Nocturama : Paris aurait dû être une fête

Nocturama, un film de Bertrand Bonello
avec Finnegan Oldfield, Rabah Nait Oufellah, Vincent Rottiers, ...


Nocturama, c’est avant tout un découpage en deux parties, un avant et un après. Deux parties profondément différentes dans la forme - l’une rapide et rythmée, l’autre lente et profondément contemplative - mais qui poursuivent la même finalité : raconter une quête. 

Une quête oui. De quoi, ce n’est pas précisé. Les personnages sont révoltés, ils décident de porter leur cause au grand jour. Oui, mais quelle cause ? Tout l’intérêt du film repose dans le fait qu’on ne le sait pas. Si le “comment“  est expliqué, le “pourquoi“ est entièrement à la charge du spectateur.  

La première partie, qui a tout de la conclusion d’un film de casse (style Ocean’s Eleven de Soderbergh) : un ballet de protagonistes accomplissant une chorégraphie, exécutant une mission, un montage rythmé, qui montre la progression du plan et de chaque action prévue au millimètre, laisse le spectateur dans l’incompréhension, lui laissant le soin de faire toutes les hypothèses possibles. 
Progressivement, des flash-backs s’intercalent, flash-backs qui… n’apportent aucune explication, en fait. Toujours dans l’explication du comment, et non du pourquoi, on assiste aux rencontres passées de chacun des membres du groupe et à la constitution d’un plan, d’un Gunpowder Plot final pour… leur cause, quelle qu’elle soit. 

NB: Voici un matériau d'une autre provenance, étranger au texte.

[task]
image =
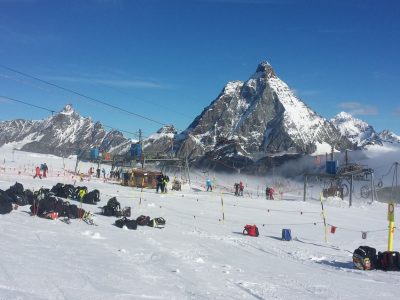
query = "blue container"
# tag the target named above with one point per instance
(286, 235)
(94, 153)
(331, 166)
(136, 150)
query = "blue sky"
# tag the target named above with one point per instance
(167, 60)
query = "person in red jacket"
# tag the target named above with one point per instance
(38, 173)
(241, 188)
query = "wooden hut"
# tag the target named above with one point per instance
(140, 178)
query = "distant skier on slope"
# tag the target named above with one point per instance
(209, 184)
(38, 173)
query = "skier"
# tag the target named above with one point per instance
(271, 193)
(209, 184)
(45, 170)
(241, 188)
(165, 182)
(160, 181)
(37, 173)
(236, 186)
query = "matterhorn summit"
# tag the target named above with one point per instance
(260, 116)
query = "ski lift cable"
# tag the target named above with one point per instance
(81, 95)
(26, 103)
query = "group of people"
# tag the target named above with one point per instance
(162, 181)
(115, 174)
(43, 169)
(239, 188)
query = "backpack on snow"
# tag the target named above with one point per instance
(112, 208)
(5, 203)
(130, 224)
(389, 260)
(157, 222)
(92, 197)
(143, 220)
(125, 212)
(251, 230)
(364, 258)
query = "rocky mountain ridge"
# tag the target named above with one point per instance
(62, 134)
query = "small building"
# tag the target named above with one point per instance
(140, 178)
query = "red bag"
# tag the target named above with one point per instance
(251, 230)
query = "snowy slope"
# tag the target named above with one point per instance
(196, 256)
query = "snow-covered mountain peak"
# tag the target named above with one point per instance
(388, 136)
(67, 110)
(232, 87)
(264, 69)
(344, 116)
(167, 129)
(259, 116)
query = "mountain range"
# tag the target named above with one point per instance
(249, 123)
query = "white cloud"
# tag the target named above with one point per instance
(356, 108)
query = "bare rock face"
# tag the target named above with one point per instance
(63, 134)
(262, 116)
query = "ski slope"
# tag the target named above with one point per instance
(198, 255)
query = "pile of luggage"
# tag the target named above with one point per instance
(366, 258)
(113, 209)
(80, 193)
(142, 220)
(43, 203)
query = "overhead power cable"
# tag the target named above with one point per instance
(81, 95)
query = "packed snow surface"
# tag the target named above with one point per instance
(201, 253)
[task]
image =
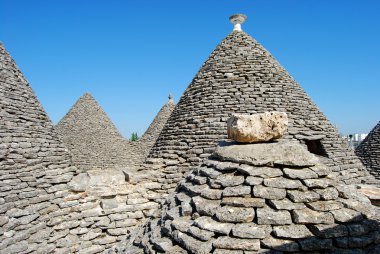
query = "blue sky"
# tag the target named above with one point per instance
(131, 54)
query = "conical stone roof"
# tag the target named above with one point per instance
(241, 76)
(262, 198)
(34, 166)
(145, 143)
(92, 138)
(45, 205)
(369, 151)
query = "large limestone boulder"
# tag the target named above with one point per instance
(257, 128)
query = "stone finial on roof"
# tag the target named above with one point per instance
(237, 20)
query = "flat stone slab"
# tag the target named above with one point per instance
(286, 154)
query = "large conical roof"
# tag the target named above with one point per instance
(34, 166)
(241, 76)
(260, 202)
(369, 151)
(92, 138)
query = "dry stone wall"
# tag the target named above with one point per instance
(241, 77)
(46, 204)
(146, 142)
(34, 167)
(95, 142)
(285, 201)
(369, 151)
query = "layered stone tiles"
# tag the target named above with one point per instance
(92, 138)
(243, 202)
(241, 76)
(94, 141)
(46, 204)
(369, 151)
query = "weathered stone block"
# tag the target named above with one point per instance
(235, 214)
(257, 127)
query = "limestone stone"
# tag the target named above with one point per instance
(258, 127)
(283, 183)
(308, 216)
(286, 204)
(192, 244)
(251, 230)
(201, 234)
(280, 244)
(325, 205)
(268, 192)
(206, 206)
(208, 223)
(329, 231)
(235, 214)
(329, 193)
(267, 216)
(243, 202)
(259, 171)
(236, 191)
(314, 243)
(287, 154)
(304, 173)
(225, 242)
(346, 215)
(368, 151)
(292, 231)
(302, 196)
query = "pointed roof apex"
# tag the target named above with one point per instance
(170, 97)
(237, 20)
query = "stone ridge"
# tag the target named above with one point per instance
(143, 146)
(369, 151)
(228, 207)
(92, 138)
(241, 77)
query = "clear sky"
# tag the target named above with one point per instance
(131, 54)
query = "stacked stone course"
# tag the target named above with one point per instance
(243, 202)
(369, 151)
(46, 204)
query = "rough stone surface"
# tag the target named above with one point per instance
(258, 127)
(242, 77)
(286, 154)
(256, 219)
(369, 151)
(95, 142)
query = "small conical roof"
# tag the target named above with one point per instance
(369, 151)
(91, 137)
(240, 200)
(241, 76)
(150, 136)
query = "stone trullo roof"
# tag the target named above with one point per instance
(46, 205)
(259, 198)
(143, 146)
(369, 151)
(92, 138)
(34, 167)
(241, 76)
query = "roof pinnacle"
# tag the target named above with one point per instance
(237, 20)
(170, 97)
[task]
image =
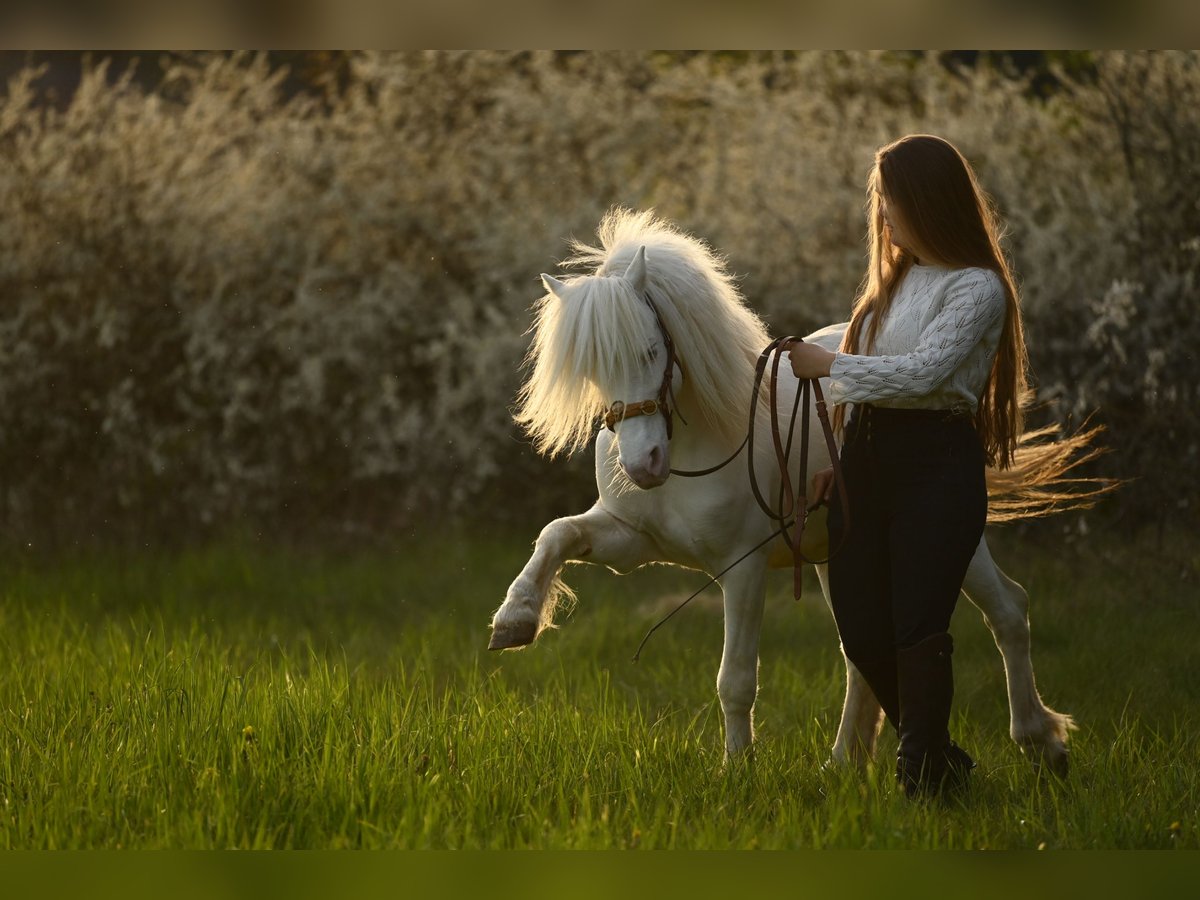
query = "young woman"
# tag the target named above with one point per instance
(934, 367)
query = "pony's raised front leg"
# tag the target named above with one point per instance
(861, 713)
(594, 537)
(1039, 731)
(737, 681)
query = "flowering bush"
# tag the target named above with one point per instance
(222, 304)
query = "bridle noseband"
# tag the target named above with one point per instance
(665, 401)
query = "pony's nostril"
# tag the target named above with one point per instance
(655, 460)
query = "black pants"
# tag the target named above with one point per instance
(915, 483)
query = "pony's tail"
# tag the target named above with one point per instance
(1039, 483)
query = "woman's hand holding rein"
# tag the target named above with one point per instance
(810, 360)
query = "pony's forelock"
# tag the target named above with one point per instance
(594, 337)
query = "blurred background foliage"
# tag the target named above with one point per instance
(289, 292)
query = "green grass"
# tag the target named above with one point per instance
(250, 696)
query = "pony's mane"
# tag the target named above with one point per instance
(588, 343)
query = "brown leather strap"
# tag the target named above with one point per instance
(619, 411)
(792, 502)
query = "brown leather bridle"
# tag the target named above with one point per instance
(664, 402)
(792, 505)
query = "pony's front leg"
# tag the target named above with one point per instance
(594, 537)
(861, 712)
(737, 682)
(1039, 731)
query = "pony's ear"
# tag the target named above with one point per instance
(636, 271)
(553, 286)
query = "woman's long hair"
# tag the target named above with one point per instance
(933, 195)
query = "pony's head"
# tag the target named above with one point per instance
(597, 339)
(633, 366)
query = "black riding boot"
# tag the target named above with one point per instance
(928, 762)
(881, 677)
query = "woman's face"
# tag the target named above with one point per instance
(895, 231)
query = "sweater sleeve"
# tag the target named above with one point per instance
(973, 305)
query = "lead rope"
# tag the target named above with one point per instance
(786, 508)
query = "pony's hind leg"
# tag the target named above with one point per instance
(1039, 731)
(737, 681)
(861, 713)
(594, 537)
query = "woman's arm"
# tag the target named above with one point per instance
(973, 306)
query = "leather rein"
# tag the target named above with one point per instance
(791, 508)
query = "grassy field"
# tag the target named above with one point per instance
(243, 695)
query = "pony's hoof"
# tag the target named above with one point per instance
(505, 637)
(1055, 761)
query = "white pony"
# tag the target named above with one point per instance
(597, 340)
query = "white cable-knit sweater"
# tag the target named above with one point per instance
(935, 346)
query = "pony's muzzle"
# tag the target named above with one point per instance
(651, 471)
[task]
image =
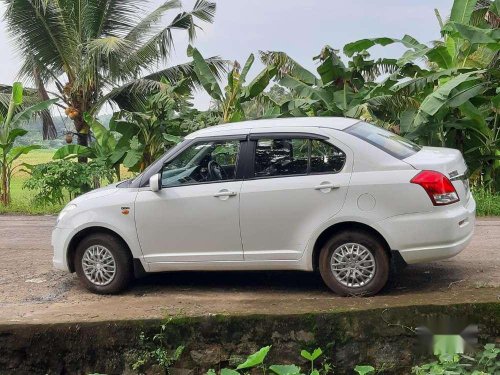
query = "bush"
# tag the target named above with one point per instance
(55, 181)
(488, 203)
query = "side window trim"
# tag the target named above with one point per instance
(242, 140)
(249, 155)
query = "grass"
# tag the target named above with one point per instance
(487, 204)
(21, 202)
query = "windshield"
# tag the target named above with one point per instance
(387, 141)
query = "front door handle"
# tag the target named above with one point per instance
(326, 186)
(225, 193)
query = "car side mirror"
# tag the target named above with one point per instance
(155, 182)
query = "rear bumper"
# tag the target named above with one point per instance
(425, 237)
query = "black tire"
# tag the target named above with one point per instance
(122, 258)
(373, 245)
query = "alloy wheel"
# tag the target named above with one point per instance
(353, 265)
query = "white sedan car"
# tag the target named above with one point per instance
(336, 195)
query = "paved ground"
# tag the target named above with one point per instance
(32, 292)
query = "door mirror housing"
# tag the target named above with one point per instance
(155, 182)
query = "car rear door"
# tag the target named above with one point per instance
(295, 182)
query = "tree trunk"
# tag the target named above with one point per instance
(49, 129)
(5, 194)
(83, 134)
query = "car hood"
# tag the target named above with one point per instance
(97, 193)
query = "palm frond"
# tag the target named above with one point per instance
(132, 95)
(285, 65)
(390, 107)
(158, 47)
(39, 29)
(143, 28)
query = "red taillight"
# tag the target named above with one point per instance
(438, 187)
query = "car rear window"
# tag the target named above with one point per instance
(387, 141)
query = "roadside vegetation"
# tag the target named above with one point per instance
(445, 93)
(156, 353)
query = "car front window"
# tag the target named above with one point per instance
(202, 162)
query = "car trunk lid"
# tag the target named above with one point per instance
(449, 162)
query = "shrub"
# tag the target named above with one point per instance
(56, 181)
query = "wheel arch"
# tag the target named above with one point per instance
(328, 232)
(77, 237)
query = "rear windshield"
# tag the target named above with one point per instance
(391, 143)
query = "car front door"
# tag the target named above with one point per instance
(195, 216)
(297, 182)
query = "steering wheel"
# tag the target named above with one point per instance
(216, 172)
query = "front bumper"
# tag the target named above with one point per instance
(60, 237)
(426, 237)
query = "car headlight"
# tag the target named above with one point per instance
(65, 210)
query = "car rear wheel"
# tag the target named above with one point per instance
(354, 263)
(103, 263)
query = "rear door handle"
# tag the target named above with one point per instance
(326, 185)
(225, 193)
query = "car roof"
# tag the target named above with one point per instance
(338, 123)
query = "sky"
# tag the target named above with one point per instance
(299, 27)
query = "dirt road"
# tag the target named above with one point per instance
(32, 292)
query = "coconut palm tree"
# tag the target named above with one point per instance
(100, 50)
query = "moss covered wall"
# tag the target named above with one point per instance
(374, 337)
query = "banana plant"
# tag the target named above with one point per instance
(455, 97)
(109, 146)
(338, 90)
(10, 130)
(230, 98)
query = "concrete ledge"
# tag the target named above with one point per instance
(375, 336)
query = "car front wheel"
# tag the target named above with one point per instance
(103, 263)
(354, 263)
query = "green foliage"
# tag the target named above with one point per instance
(487, 202)
(154, 128)
(484, 362)
(53, 182)
(364, 370)
(454, 101)
(255, 359)
(156, 351)
(10, 131)
(109, 148)
(86, 47)
(230, 99)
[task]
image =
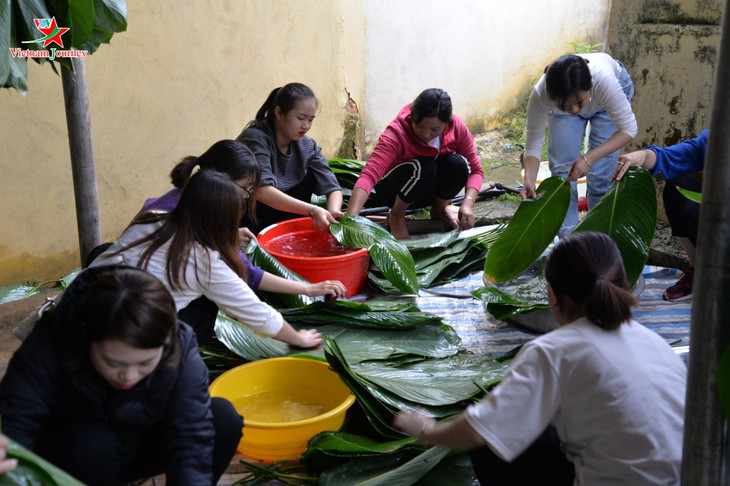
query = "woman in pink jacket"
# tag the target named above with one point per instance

La deuxième partie - qui débute donc après ce feu d’artifice (presque) parfait - est d’une puissance incroyable. Reclus dans un magasin, mais sans celui qui semblait être leur “guide“ (je choisis sciemment un mot lourd idéologiquement), ils doivent maintenant survivre à la nuit, et à leur états d’âme. Même si ce choix de refuge reste discutable - un lieu grandement exposé, tout de même -, il est le lieu de toutes les réflexions. A la fois temple du capitalisme (auquel il ont sans doute voulu porter un coup, mais comment savoir ?) et refuge indispensable puisque forcé, il devient lieu du déchaînement de toutes les passions. 

C’est là ce qui fait de Nocturama un chef d’oeuvre : la confrontation des personnages avec eux-mêmes, dans un huis-clos partagé avec le spectateur, qui a aucun moment n’en sait plus qu’eux. On assiste donc à des scènes extrêmement fortes symboliquement, comme celle où Yacine rencontre son alter ego, en la personne d’un mannequin habillé comme lui (mais avec des fringues de luxe, évidemment)… l’un finit même par lancer « c’est eux [le magasin] qu’on aurait du faire sauter], montrant leur difficulté à concilier leurs actes et leur comportement dans ce temple du consumérisme.

Petit point technique : les split-screens habituels de Bonello sont bien présents, mais cette fois-ci dans une forme beaucoup moins “onirique“ que ceux qu’on avait pu voir dans L’Apollonide et Saint Laurent : ici, les écrans de sécurité forment le split-screen, lui donnant une dimension tangible. Les passages des personnages devant les différentes caméras du magasin lors de la scène finale sont admirablement orchestrés, pour un poids narratif encore plus fort. 

Il est en fait presqu’impossible d’écrire un article objectif sur ce film : ce n’est pas une oeuvre qu’on analyse pendant des heures, plan par plan, à la recherche des moyens et idées, tentant de trouver des significations. Non, c’est un film qu’on vit, qu’on ressent. c’est un film qui fait appel à l’émotionnel enfoui - surtout par rapport à l’actualité, bien que le film a été conçu en 2011 -, un film qui ne laisse pas indifférent : du grand Cinéma.